Are they effective in anyway or are they just as pointless as voting?

  • amemorablename@lemmygrad.ml
    ·
    6 months ago

    I would hesitate to generalize the whole world over, but if we're talking about a dictatorship of capital, where the powers have no reason to listen to you unless 1) what you're saying aligns with their goals or 2) they want to do a PR thing so they pick it out as a show of them being magnanimous, consider Frederick Douglass's words, "Power concedes nothing without a demand."

    Is a petition a challenge to power with substance behind it that pressures them to listen? Or is it a suggestion in a suggestion box that can be dumped in the trash?

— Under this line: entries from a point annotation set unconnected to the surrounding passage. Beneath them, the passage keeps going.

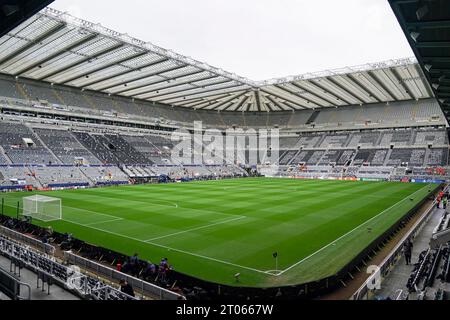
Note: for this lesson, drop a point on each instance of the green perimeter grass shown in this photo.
(215, 229)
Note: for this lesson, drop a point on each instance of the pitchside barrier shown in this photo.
(11, 286)
(145, 287)
(365, 292)
(35, 243)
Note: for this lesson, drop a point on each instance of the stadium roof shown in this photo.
(58, 48)
(426, 25)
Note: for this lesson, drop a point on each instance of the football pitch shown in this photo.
(213, 230)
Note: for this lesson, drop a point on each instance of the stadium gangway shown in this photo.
(11, 286)
(25, 239)
(145, 287)
(61, 274)
(363, 293)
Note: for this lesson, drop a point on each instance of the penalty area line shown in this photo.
(173, 249)
(197, 228)
(351, 231)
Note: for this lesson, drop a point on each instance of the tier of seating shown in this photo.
(395, 114)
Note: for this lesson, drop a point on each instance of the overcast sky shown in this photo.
(257, 39)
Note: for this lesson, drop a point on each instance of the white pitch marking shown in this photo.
(197, 228)
(172, 249)
(333, 242)
(101, 222)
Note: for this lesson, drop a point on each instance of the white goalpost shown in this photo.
(42, 208)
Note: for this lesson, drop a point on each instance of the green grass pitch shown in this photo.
(214, 229)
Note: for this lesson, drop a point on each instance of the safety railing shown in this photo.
(11, 286)
(145, 287)
(384, 268)
(22, 238)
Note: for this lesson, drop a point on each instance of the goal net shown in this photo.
(42, 208)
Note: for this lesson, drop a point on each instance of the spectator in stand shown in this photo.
(407, 251)
(149, 271)
(126, 288)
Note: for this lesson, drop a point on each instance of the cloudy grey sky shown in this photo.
(258, 39)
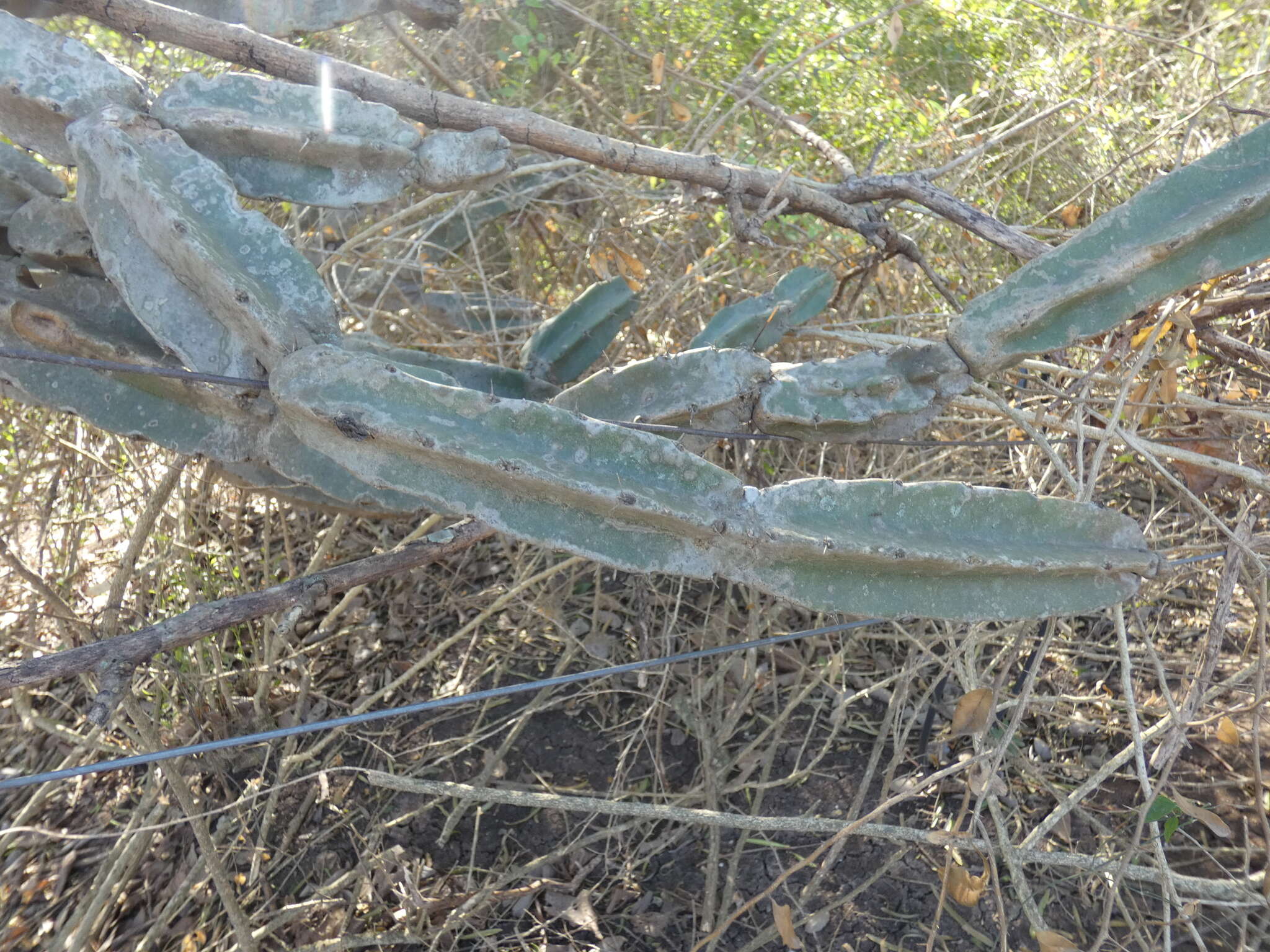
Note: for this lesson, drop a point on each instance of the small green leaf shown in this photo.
(1162, 808)
(1171, 826)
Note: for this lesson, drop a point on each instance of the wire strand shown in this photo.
(433, 705)
(437, 703)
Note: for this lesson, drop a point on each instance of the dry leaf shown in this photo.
(984, 781)
(1206, 816)
(973, 711)
(658, 69)
(1227, 733)
(784, 919)
(894, 31)
(1071, 215)
(1137, 399)
(964, 888)
(1055, 942)
(629, 265)
(1169, 385)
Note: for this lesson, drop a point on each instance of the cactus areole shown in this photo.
(156, 263)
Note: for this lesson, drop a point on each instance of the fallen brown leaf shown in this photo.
(964, 888)
(1227, 733)
(973, 711)
(784, 918)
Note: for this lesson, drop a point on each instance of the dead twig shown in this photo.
(1213, 640)
(210, 617)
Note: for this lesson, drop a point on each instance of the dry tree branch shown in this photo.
(210, 617)
(243, 46)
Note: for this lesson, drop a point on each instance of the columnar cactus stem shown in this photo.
(642, 503)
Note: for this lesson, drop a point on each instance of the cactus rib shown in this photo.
(220, 286)
(52, 232)
(758, 323)
(48, 82)
(567, 345)
(642, 503)
(1201, 221)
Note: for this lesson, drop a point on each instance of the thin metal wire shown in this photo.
(436, 703)
(115, 366)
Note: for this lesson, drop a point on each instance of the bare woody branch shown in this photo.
(239, 45)
(210, 617)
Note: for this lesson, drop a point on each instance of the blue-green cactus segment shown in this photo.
(706, 389)
(865, 397)
(474, 375)
(295, 143)
(278, 18)
(566, 346)
(86, 318)
(76, 315)
(917, 549)
(758, 323)
(51, 231)
(301, 465)
(642, 503)
(48, 82)
(216, 284)
(22, 179)
(258, 478)
(1196, 224)
(182, 416)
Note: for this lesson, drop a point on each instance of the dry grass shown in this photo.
(316, 856)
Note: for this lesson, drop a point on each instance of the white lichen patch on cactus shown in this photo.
(865, 397)
(642, 503)
(1201, 221)
(474, 375)
(218, 284)
(322, 146)
(280, 18)
(52, 232)
(48, 82)
(704, 387)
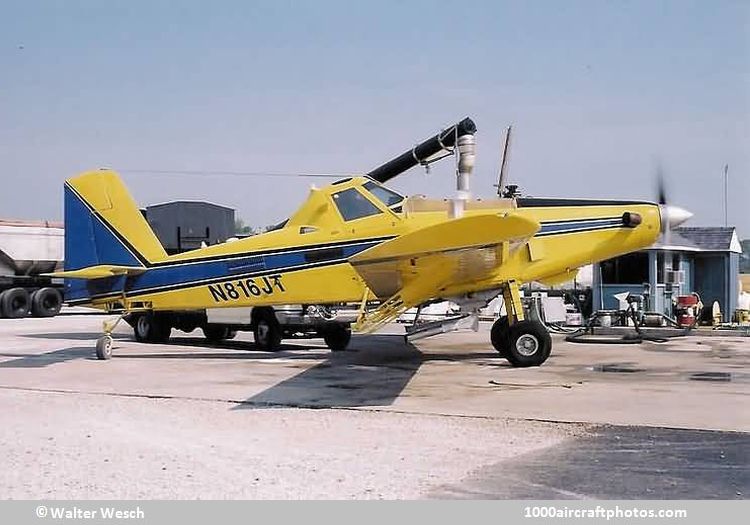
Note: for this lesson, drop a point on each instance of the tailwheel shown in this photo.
(336, 336)
(267, 332)
(499, 335)
(104, 347)
(529, 344)
(217, 333)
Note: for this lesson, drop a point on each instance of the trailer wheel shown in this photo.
(46, 302)
(14, 303)
(215, 333)
(529, 344)
(151, 328)
(337, 336)
(267, 331)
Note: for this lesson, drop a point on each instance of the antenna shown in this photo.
(726, 194)
(503, 164)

    Especially in the digital age, a petition can be easily ignored entirely. You can't fill someone's office with digital signatures and make them sort through it or find where to put it in a dumpster. In this way, cases where phone calls can be made or emails can be sent is probably more of a realistic pressure, since you're flooding their communication channels. Though with how spam filters are now, emails may also be easily ignored if they share much of the same elements.

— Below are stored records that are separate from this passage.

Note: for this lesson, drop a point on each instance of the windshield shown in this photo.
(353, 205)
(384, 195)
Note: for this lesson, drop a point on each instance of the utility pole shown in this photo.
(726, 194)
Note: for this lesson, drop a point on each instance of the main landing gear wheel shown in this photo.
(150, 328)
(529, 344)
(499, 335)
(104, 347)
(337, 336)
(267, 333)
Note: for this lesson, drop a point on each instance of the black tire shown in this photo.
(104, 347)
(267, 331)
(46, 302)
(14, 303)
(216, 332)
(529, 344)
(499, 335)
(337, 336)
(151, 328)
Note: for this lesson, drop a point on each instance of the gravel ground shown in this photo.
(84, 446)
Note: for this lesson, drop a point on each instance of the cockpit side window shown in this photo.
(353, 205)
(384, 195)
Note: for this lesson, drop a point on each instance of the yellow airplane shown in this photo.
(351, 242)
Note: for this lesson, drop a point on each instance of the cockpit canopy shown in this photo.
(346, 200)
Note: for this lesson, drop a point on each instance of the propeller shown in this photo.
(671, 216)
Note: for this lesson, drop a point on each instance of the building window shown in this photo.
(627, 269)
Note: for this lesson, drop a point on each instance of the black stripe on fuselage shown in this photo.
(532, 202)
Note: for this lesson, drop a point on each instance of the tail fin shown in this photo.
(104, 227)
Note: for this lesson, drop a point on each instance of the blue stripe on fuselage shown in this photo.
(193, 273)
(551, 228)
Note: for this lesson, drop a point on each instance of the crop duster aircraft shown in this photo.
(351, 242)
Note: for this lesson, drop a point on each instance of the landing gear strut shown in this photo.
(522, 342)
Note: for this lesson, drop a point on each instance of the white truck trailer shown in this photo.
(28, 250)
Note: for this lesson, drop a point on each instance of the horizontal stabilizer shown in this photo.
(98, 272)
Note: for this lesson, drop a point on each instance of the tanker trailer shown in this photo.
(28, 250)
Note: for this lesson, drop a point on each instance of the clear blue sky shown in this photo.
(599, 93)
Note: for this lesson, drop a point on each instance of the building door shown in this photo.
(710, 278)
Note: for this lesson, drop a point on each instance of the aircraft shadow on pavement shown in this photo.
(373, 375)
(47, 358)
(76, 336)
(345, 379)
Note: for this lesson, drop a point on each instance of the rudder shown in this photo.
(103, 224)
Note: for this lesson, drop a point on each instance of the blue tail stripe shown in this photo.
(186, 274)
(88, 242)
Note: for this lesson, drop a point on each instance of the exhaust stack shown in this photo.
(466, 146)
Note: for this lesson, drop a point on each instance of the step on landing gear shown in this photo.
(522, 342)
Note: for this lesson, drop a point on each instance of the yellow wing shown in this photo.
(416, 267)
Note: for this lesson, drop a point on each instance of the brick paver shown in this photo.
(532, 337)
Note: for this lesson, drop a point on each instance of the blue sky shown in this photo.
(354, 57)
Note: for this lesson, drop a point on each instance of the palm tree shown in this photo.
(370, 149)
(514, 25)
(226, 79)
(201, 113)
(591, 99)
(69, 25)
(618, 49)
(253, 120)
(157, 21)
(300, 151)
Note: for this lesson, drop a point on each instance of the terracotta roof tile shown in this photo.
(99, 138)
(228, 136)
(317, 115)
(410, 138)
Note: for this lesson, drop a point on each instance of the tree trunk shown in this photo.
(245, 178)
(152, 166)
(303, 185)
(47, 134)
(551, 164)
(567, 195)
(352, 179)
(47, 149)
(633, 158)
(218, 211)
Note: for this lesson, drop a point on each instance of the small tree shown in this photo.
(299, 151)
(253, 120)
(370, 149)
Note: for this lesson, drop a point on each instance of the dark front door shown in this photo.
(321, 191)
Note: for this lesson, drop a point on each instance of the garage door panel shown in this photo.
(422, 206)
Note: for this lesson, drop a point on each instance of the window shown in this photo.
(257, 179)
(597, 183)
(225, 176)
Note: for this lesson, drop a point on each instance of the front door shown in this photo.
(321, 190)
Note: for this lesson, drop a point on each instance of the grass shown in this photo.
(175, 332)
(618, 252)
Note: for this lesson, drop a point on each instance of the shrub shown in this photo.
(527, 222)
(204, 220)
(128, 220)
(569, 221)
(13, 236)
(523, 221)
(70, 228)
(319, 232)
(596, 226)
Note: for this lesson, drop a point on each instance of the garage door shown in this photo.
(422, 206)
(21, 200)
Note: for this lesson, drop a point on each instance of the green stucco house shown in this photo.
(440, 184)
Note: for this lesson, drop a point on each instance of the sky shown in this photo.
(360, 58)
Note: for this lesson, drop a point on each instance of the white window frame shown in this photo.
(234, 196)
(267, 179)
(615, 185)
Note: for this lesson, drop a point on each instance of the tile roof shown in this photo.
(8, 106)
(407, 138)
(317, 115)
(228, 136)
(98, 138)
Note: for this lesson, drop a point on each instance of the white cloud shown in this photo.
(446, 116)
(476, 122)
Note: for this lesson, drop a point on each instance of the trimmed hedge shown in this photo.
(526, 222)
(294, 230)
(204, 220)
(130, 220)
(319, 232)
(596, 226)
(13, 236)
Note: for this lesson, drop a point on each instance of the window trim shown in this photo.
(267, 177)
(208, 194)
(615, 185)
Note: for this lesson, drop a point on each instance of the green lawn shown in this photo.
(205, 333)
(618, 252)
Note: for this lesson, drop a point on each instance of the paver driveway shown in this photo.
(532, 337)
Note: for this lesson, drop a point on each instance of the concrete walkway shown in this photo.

    I would say pressure needs to either overwhelm with immediacy in order to force a response (which will not necessarily force a wanted change) or be organized enough to have sustained pressure (and then you will face efforts to attack and dismantle it). As petitions don't seem to fall under either, the only value I can see in it is if you are using it as part of a larger strategy to get people energized and gauge how committed they are and see if you can bring some of them into further organizing. But in a place like the US, being increasingly surveillance state and high funding for cops and so on, I would hesitate to imply anyone should be encouraging use of petitions, since that makes a public list that can be used to target people.